When Bantag was overseeing the Parañaque City Jail in August 2016, he was injured when a grenade exploded in the prison which also killed 10 detainees. The inmates earlier sought to conduct talks with Bantag regarding their concerns of his supposed plan to move them and conduct an inspection for contrabands.

He was moved to the Manila City Jail after the explosion incident. On October 23, 2016, 30 inmates staged a riot protesting against plans to segregate the 2,000 detainees of the prison charged for drug-related offenses and called for Bantag's removal as warden. They also alleged that under his watch, the Manila prison has started disallowing visitors to bring in food from the outside which meant that they could only buy food from establishments inside the prison which are supposedly more expensive.

===Bureau of Corrections===
Bantag was designated as Director General of the Bureau of Corrections (BuCor) by President Rodrigo Duterte on September 17, 2019. He took oath as bureau chief, three days later on September 20. His predecessor Nicanor Faeldon was dismissed for failing to heed to Duterte's order to stop the release of 2,000 heinous crime convicts under the Good Conduct Time Allowance Law. His assumption to the office was under secondment from the BJMP, which meant he retained his previous position with the agency. He would be appointed directly to the BuCor, by Duterte on March 4, 2022. He would take oath again on March 8.

His reappointment meant that he would serve as chief of BuCor even after Duterte's presidency expired. His tenure continued to the President Bongbong Marcos' administration.

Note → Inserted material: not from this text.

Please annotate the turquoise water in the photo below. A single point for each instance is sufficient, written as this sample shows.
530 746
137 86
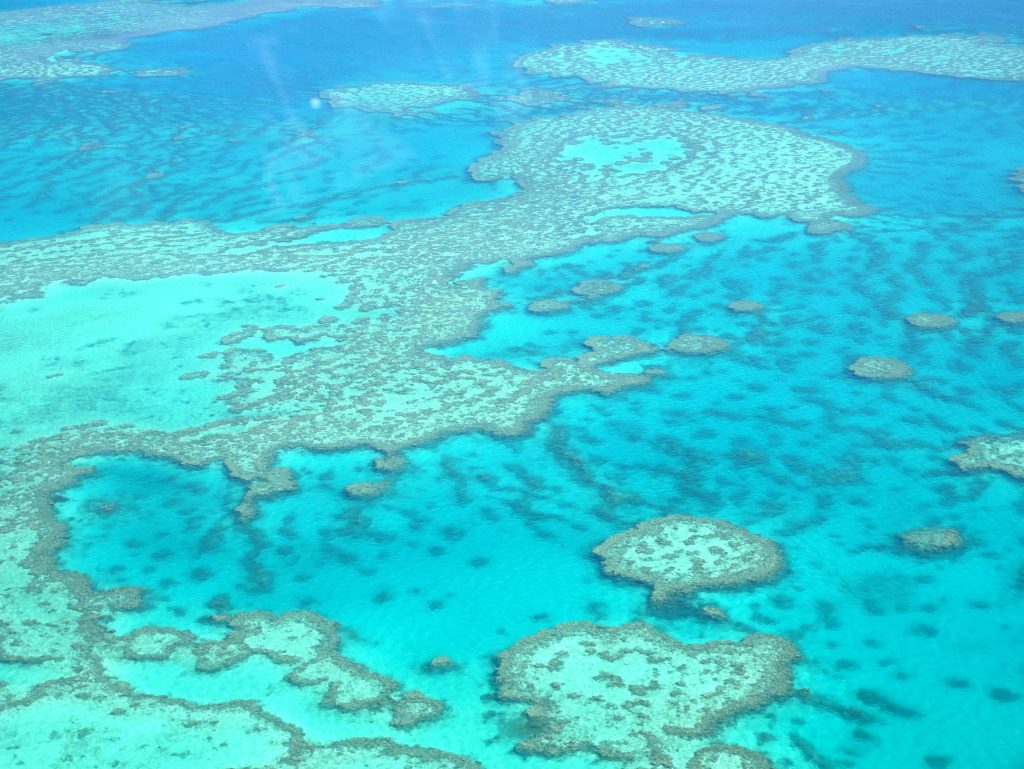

====Killing of Percy Lapid====

Bantag was implicated to the killing of radio broadcaster and journalist Percy Lapid. President Marcos ordered Justice secretary Jesus Crispin Remulla to place Bantag under preventive suspension for 90 days pending investigation on his role on the killing. The National Bureau of Investigation (NBI) and the Philippine National Police would file charges against several people in connection to Lapid's death including Bantag who was formally charged of murder. Bantag has been subject to criticism by Lapid on his radio program Lapid Fire.

A demonstration was held in Baguio in support of Bantag. Salvador Panelo has raised the possibility that Bantag was framed. Actor Perry de Guzman wrote and directed a film based on Bantag's life titled Heneral Bantag: Anak ng Cordillera (lit. 'General Bantag: Child of Cordillera') in 2023, starring Jason Abalos as Bantag, though the film has yet to be given a release date.

On April 5, 2024, the National Bureau of Investigation raided 2 safe houses in Santa Rosa, Laguna and Caloocan City to serve arrest warrants to Bantag, issued by Muntinlupa Regional Trial Court Branch 206 and Las Piñas RTC Branch 254 but failed.

On December 27, 2025, multiple media outlets began to provide updates on the current status of Bantag. According to the BuCor, Bantag has been in hiding in Kalinga province, under the protection of his tribe.

"He has become like a folklore figure there," said Gregorio Catapang Jr., BuCor director general. "Whether good or bad, you protect your tribe. That is why authorities are cautious in pursuing him, as an operation there could lead to unnecessary conflict," he added.

On May 11, 2026, the Department of the Interior and Local Government (DILG) announced that the International Criminal Police Organization (Interpol) had issued Red Notices against Bantag, along with Atong Ang and Rafael Dumlao III, as fugitives.

==Personal life==
Bantag is an Igorot. He is married to Olivia Bautista and has a son named Seal.